I'm writing an application that needs to be highly customizable and modified
on the fly (ie the application continues to run while you can unload/reload modules)

The modules should be able to attach themselves to various events and commands that will be triggered at some point by the main application..

I'm going to have separate interfaces for dynamic C libs, perl scripts and lua scripts...

As are as the code to handle each interface, that is not a problem...really I am just asking for advice as to a good way to abstract the layer above the individual module interfaces..

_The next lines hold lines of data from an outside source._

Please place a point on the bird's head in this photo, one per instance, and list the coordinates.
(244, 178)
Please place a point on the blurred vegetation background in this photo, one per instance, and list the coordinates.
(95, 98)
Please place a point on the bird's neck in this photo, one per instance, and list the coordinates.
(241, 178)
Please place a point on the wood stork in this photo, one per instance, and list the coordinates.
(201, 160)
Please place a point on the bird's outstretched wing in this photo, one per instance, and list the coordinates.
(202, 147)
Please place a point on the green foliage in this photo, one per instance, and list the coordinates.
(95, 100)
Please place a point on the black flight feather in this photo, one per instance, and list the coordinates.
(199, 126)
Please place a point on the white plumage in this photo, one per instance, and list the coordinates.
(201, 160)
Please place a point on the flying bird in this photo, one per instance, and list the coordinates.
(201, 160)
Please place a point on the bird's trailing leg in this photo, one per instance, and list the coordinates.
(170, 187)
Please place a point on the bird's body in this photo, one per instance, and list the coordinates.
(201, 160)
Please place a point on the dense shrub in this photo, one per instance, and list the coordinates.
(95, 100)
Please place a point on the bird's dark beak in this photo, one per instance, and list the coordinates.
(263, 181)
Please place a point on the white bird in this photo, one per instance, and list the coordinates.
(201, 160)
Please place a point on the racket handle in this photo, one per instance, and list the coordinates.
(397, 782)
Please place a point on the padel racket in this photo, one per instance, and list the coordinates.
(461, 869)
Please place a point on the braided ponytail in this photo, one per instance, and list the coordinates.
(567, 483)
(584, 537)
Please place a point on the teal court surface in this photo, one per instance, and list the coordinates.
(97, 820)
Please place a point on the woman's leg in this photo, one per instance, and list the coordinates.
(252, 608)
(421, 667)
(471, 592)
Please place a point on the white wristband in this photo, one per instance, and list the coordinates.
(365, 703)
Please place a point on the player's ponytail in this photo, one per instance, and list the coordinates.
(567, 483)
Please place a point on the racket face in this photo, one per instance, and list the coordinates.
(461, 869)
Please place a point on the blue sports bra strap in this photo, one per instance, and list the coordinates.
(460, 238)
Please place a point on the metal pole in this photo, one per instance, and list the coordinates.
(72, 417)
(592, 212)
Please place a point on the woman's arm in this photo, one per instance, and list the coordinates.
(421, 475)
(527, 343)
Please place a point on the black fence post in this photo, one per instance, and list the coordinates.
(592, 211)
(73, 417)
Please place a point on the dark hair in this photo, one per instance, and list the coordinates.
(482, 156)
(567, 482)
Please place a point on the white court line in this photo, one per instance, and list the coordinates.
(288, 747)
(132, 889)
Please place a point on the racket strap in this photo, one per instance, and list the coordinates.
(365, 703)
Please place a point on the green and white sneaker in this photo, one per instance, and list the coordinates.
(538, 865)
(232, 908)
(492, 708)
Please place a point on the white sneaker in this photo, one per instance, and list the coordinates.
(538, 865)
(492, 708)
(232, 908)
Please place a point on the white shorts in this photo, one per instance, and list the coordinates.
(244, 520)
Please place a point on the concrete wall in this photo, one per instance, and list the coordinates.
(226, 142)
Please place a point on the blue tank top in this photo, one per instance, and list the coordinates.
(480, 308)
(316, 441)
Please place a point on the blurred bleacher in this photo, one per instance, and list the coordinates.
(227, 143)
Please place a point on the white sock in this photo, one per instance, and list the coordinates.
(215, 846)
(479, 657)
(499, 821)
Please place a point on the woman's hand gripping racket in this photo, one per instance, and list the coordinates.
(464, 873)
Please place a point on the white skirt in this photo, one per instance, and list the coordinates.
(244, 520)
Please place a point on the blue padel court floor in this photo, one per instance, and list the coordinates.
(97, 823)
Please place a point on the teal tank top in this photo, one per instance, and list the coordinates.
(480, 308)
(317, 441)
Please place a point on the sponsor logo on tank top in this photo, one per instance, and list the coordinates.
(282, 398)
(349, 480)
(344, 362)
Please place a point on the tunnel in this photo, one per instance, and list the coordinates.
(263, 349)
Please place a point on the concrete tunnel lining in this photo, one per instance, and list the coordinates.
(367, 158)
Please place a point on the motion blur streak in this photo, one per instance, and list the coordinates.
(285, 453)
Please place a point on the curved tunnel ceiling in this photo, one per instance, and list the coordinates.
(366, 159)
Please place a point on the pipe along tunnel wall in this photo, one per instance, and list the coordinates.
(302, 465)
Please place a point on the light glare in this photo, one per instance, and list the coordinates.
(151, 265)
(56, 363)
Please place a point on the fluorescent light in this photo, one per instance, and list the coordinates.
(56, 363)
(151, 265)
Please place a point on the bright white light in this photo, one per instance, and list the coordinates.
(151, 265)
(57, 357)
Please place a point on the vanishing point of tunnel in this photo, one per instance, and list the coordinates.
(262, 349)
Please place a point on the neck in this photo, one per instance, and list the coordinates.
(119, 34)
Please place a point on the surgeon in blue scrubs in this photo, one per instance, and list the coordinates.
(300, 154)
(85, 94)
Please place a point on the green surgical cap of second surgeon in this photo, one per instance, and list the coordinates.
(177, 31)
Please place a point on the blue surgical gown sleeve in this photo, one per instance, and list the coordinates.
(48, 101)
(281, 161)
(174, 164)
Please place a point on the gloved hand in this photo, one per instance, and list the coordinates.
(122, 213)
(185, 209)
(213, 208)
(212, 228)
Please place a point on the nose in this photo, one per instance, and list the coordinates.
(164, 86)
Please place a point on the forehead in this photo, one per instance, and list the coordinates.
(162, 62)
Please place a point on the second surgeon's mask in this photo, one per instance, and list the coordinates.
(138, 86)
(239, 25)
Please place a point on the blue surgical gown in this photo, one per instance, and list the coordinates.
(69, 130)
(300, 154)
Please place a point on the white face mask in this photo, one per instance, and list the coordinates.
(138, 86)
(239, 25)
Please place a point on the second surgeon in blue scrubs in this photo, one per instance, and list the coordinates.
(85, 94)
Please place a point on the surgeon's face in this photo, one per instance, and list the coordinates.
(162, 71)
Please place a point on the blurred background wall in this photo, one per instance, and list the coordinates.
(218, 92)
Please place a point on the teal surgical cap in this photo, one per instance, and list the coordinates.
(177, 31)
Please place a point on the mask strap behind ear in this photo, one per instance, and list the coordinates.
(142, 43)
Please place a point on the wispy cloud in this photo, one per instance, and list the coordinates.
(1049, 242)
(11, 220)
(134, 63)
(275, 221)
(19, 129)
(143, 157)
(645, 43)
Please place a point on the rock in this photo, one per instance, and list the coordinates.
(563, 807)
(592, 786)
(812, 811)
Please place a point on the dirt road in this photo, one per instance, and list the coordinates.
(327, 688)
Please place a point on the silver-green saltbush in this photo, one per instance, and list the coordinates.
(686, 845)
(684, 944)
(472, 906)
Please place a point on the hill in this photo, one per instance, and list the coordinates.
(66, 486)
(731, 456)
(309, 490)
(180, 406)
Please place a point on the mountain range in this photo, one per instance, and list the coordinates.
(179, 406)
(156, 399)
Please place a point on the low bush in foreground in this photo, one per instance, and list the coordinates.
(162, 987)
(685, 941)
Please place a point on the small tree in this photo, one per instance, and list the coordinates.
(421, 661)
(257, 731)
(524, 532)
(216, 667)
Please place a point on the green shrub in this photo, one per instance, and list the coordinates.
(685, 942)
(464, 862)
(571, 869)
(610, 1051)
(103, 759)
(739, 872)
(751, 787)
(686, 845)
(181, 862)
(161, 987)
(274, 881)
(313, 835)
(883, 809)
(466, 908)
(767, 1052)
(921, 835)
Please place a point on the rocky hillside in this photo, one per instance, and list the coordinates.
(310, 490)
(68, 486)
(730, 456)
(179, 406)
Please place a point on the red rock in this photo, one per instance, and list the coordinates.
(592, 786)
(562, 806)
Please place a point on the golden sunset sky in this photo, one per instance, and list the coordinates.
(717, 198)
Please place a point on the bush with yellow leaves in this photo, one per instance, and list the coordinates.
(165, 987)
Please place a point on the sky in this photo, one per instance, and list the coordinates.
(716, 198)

My current attempt is this, each of the above have simple handle objects used to access them so I came up with this simple code that uses a hash table (GNU hsearch)
to store a "module" object with the information needed to link commands (via a simple string for the key):
Code:
struct module_t {
    short int m_type;      /*REQ M_TYPE_PERL M_TYPE_LUA or M_TYPE_C */
    void * m_handle;       /*REQ handle we use to interface with the module */
    char * m_name;         /*OPT name of the module (for display purposes) */
    char * m_path;         /*REQ filename of module (mainly for loading purposes) */
};

typedef struct module_t MODULE;

static MODULE C_MODULE_INIT = {
    M_TYPE_C,
    NULL
};
static MODULE PERL_MODULE_INIT = {
    M_TYPE_PERL,
    NULL
};

...........clipped hash table functions...................


#include <stdio.h>
#include <stdlib.h>
#include <string.h>
#include <errno.h>  /* for debugging purposes */
#include <dlfcn.h> /* for dlopen, dlsym, etc.. (C modules) */
#include <search.h> /* for GNU hash table functions */

#define M_TYPE_PERL         0x1
#define M_TYPE_C            0x2
#define M_TYPE_LUA          0x4
#define M_CMD_HASH_SIZE     1007
/**********************************************************************
 * TEST DRIVER
 **********************************************************************/
int main(void)
{
    ENTRY * ep;
    int i = 0;
    MODULE * cmod = malloc(sizeof *cmod);

    if (!cmod)
        return 1;

    *cmod = C_MODULE_INIT;

    i = m_init_cmd_lookup();
    if (i == 0 && fprintf(stderr,"%s\n",strerror(errno)));
    ep = m_cmd_insert("blah",cmod);

    ep = m_cmd_lookup("blah");
    if (ep) {
        MODULE * cast = ep->data;
        fprintf(stdout,"found %s type: %d\n",ep->key,cast->m_type);
    }

    free(cmod);

    m_destroy_cmd_lookup();
    return 0;
}
Do you think this is a good way to do it?





Another question:
Each module needs to have a simple way to attach itself to multiple commands
or events...what is a good way on the module side to do this?

Something like in the module client code: (for a C module)
Code:
Mod.bind({ .cmd = "speak", .func = cmd_speak});
I know I can accomplish this sort of thing via macros ... but it seems like a lot of potential for bugs...what other methods could I use?